Kreuzweg in tedesco significa Via Crucis, proprio quello che vive la povera Maria, ragazza adolescente vittima dell’educazione della sua famiglia cattolica fondamentalista della Fraternità sacerdotale di San Paolo (nome inventato), con la madre che più che amore materno riesce a dispensare con fermezza ed eccessiva severità solo i dogmi di una buona cristiana.
La vita di Maria deve essere dimessa. La ragazza si sta accingendo a compiere il sacramento della Cresima, e quindi vive un periodo ancora più intenso nel suo rapporto con la fede e con Dio.
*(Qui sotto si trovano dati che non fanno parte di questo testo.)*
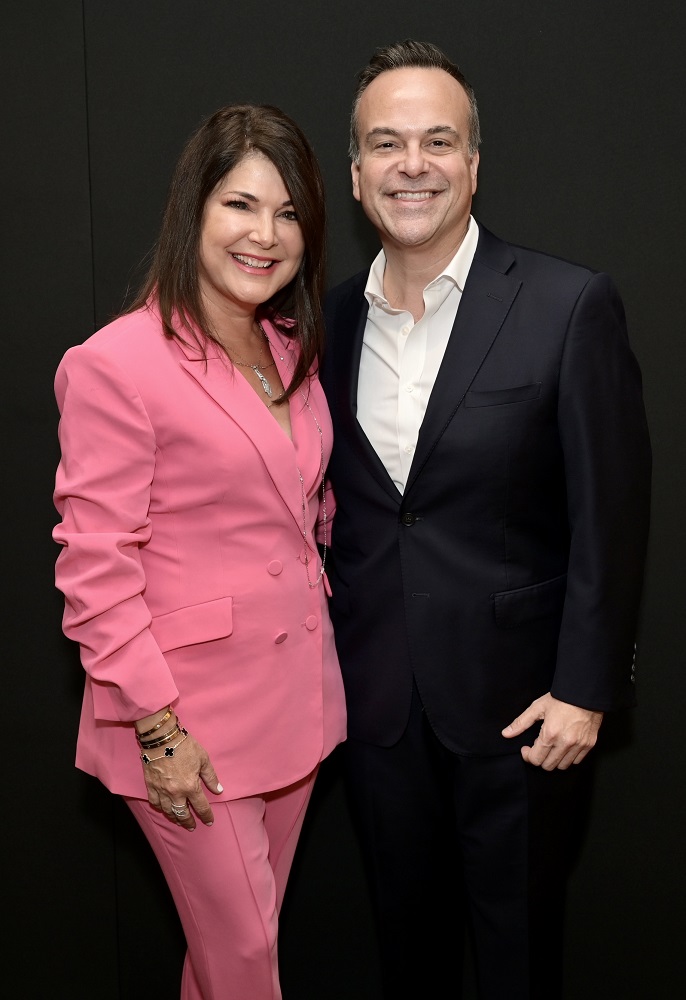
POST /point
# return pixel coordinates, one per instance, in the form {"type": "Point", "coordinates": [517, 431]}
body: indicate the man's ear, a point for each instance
{"type": "Point", "coordinates": [355, 174]}
{"type": "Point", "coordinates": [473, 169]}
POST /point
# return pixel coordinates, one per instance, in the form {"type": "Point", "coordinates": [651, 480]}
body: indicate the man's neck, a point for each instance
{"type": "Point", "coordinates": [410, 269]}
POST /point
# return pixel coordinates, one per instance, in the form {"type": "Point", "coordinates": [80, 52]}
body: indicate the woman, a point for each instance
{"type": "Point", "coordinates": [194, 437]}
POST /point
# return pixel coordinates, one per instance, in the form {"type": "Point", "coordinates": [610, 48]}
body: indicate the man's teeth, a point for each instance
{"type": "Point", "coordinates": [413, 195]}
{"type": "Point", "coordinates": [253, 261]}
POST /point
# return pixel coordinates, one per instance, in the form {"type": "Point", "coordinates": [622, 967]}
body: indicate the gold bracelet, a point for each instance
{"type": "Point", "coordinates": [149, 732]}
{"type": "Point", "coordinates": [161, 740]}
{"type": "Point", "coordinates": [169, 752]}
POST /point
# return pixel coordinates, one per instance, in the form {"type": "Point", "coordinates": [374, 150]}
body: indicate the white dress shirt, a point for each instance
{"type": "Point", "coordinates": [400, 358]}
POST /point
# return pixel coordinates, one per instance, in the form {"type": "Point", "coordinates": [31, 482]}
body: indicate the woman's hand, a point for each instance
{"type": "Point", "coordinates": [178, 780]}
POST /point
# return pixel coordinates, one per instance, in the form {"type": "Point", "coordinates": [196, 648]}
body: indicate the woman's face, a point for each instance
{"type": "Point", "coordinates": [251, 244]}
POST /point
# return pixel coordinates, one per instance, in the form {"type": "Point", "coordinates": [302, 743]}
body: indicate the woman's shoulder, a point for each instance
{"type": "Point", "coordinates": [128, 332]}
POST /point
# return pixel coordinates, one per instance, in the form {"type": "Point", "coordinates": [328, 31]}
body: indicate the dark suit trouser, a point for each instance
{"type": "Point", "coordinates": [455, 843]}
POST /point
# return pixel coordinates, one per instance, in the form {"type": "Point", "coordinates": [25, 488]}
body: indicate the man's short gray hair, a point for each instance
{"type": "Point", "coordinates": [411, 55]}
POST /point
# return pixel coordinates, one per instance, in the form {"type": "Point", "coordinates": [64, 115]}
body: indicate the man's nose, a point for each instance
{"type": "Point", "coordinates": [414, 161]}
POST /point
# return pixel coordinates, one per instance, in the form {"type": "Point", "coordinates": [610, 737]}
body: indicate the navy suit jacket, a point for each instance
{"type": "Point", "coordinates": [512, 564]}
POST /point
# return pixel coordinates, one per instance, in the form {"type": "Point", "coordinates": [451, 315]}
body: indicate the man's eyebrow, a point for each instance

Il fondamentalismo che vige nella sua famiglia è eccessivo, straripante nei suoi pregiudizi, e coinvolgono anche quelli relativi alla musica pop, il jazz oppure il gospel. Queste espressioni musicali sono viste come sonorità demoniache, proprio come succedeva decine di anni fa.
Kreuzweg – le stazioni della fede è un film che vuole candidarsi come una feroce critica al fondamentalismo religioso e agli eccessi che ne derivano.
La regia del film è fredda, con la telecamera che diventa solo un occhio discreto che vuole riprendere la vita di questa ragazza e la sua educazione fuori dagli schemi, in nome di una presunta condotta cristiana da seguire fino alla morte.
Le scene sono ricche di dialoghi, che possono essere quelli che il giovane prete rivolge a Maria ed a tutti gli altri candidati alla Cresima, oppure quelli della madre che sgrida la giovane ragazza perché ha l’intenzione di andare ad ascoltare il concerto Gospel di Christian, un nuovo amico a cui però non potrà mai dedicare delle attenzioni.
Le verbosità sono piene di presunti concetti solenni, che riempiono la bocca di personaggi che credono nella loro veridicità e non fanno altro che ripeterli a voce alta, con una presunzione mal celata, ai danni di ipotetici ragazzi e ragazze da indottrinare.
Il film struttura ogni esperienza di Maria proprio come quella che fece Gesù durante la sua Via Crucis, e saranno tutte, tranne l’ultima, le stazioni che l’innocente ragazza vivrà per poter apparire pura al suo Dio.
Maria appare disorientata, una vera e propria vittima sacrificale dei pregiudizi e delle assurdità concettuali che riempiono i discorsi di chi crede che le vera fede sia solo un sentiero fatto di peccati da assolvere e non della luce dell’amore.
La madre della ragazza è fredda, e il suo comportamento si distanzia da tutto quello che può apparire come un affetto materno. Il padre è un involucro fatto di silenzi. Il suo fratellino piccolo sembra soffra di una probabile forma di autismo, dal momento che non pronuncia una parola.
Sembra quasi che questa famiglia, funestata da una fede distorta, non abbia più parole da spendere, tranne per il personaggio di Bernadette , una ragazza francese che riesce ad essere l’unica che possa capire Maria nel migliore dei modi. Anche lei appartiene alla comunità di Maria, ma in Francia i suoi dettami sono meno rigorosi e meno oppressivi.
Ma la strada di Maria ormai è percorsa e non si torna indietro, in nome di una fede cieca che abbaglia la razionalità e che riesce ad essere così pericolosa da negare anche le gioie della vita.
Un film che non nasconde la sua denuncia esplicita, severa e senza alcuni pietismi, verso coloro che pensano di praticare un atto d’amore verso Dio ma che invece non fanno altro che farlo piangere lacrime amare.